By now Peter had developed an eating disorder (at 15, he weighs 17 stone). He wanted things the Kellys could not afford. Kath started a paper round with him to provide him with pocket money which the social workers insisted he must have. She says she wanted to show him he needed to work for the things he wanted. When he stole money from her handbag, she told him he could no longer go on a school trip because she couldn't afford to pay for it. The social workers intervened. The school trip was important, they said.
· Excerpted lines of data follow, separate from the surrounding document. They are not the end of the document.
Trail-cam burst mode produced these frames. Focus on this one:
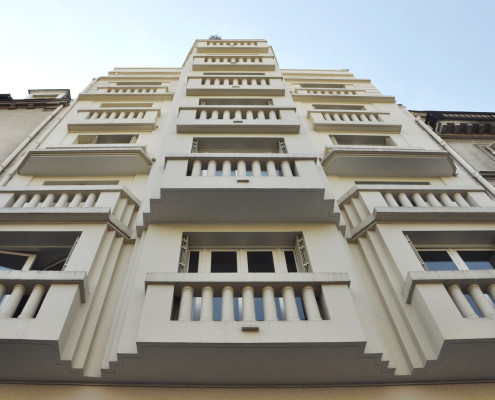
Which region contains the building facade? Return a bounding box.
[0,40,495,398]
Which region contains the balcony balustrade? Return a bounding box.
[0,186,140,237]
[67,107,160,131]
[177,106,300,133]
[308,110,402,133]
[196,40,268,54]
[144,153,337,225]
[193,55,276,71]
[186,75,285,96]
[338,185,495,238]
[79,82,173,101]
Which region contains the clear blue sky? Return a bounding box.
[0,0,495,111]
'Peter was able to hide behind the social workers over financial matters,' she argues. 'He wasn't able to learn that stealing was wrong. He wasn't going to listen to us when we told him he couldn't have expensive things that the other kids had. The social workers said he had to have incentives: he learned that he could get what he wanted from social workers, they would provide it.'
Peter had turned into a monstrous overweight cuckoo in the family nest, beyond anyone's control - he threatened Kath with a knife, Robin with a scythe. He had begun to start fires in his room, and Kath had to search it for matches every night. When social services decided to take him into care, Kath did not contest the order. 'Everything has centred on Peter and the other children haven't counted. In the end I let him go because I was in a no-win situation. No one was going to listen to me, least of all him. The only way I can cope is to not have him living with me. The best way now is for him to be a visiting member of the family.'
IN Kath's version of herself as a good mother, she tends to blame everyone but herself. She sees herself struggling against a hostile world. She agrees with some of the things she reads in the papers about 'the breakdown of the extended family', 'family values being eroded'. The cliches come as easily to her as they do to anyone else.
'When I was a kid there was vandalism and teenage crime but it wasn't so violent. People weren't stabbed. In my day you knew what to expect. I lived in a village with my grandparents and my aunt at the other end of the street. And there's the peer pressure. It's a constant battle to get them to understand that they can't have what they want. You're round town, they want this, they want that. The media is pushing all these computers and consumer goods at them.'
It's what we all say, but Kath has to live with the immediate consequences of social breakdown, which the pundits don't. She's fed up with being told what to do by the Government. 'The Tories want people to be responsible for themselves. I'd love to be. It's become a two-tier system. Those with money and position judge families, give opinions. The politicians are just out for themselves, they're interested in their own careers, not other people. The people in top jobs have no idea what it's like for ordinary people trying to manage. They say they have but they don't. Their policies are all to do with saving money and to hell with people. They don't know that everyday life is so wearing, it's a matter of survival and life should be more than that. You're isolated, you're depressed, you can't afford bus fares.
'When something goes wrong it's our fault. Everyone's quick to blame parents, we're in the firing line. I hold firm in my beliefs about right and wrong, but I don't know how you stop them joy-riding. I can't stop Peter skiving off and hanging around the bus station. I can't go down there and get him back because I have three younger ones to look after. And he's not going to listen to me. I can't drag him back over my shoulder. Low-income families get clobbered all round. My kids are growing up in a no-hope society - no way, no hope, no means to help yourselves. The schools teach them about this great world full of wonderful opportunities. They don't prepare them for daily life on the dole.'
Inevitably Peter's version of events would be different, but, in this context at least, he has no voice. Northamptonshire Social Services refused permission for him to be interviewed. Under the care of the county council, Peter is now hanging round the bus station where drugs are sold. As Kath watches the angry mob on television surround the court where the two 10-year-old boys appeared, like any parent she worries less about what her son is going to do, than what might happen to him.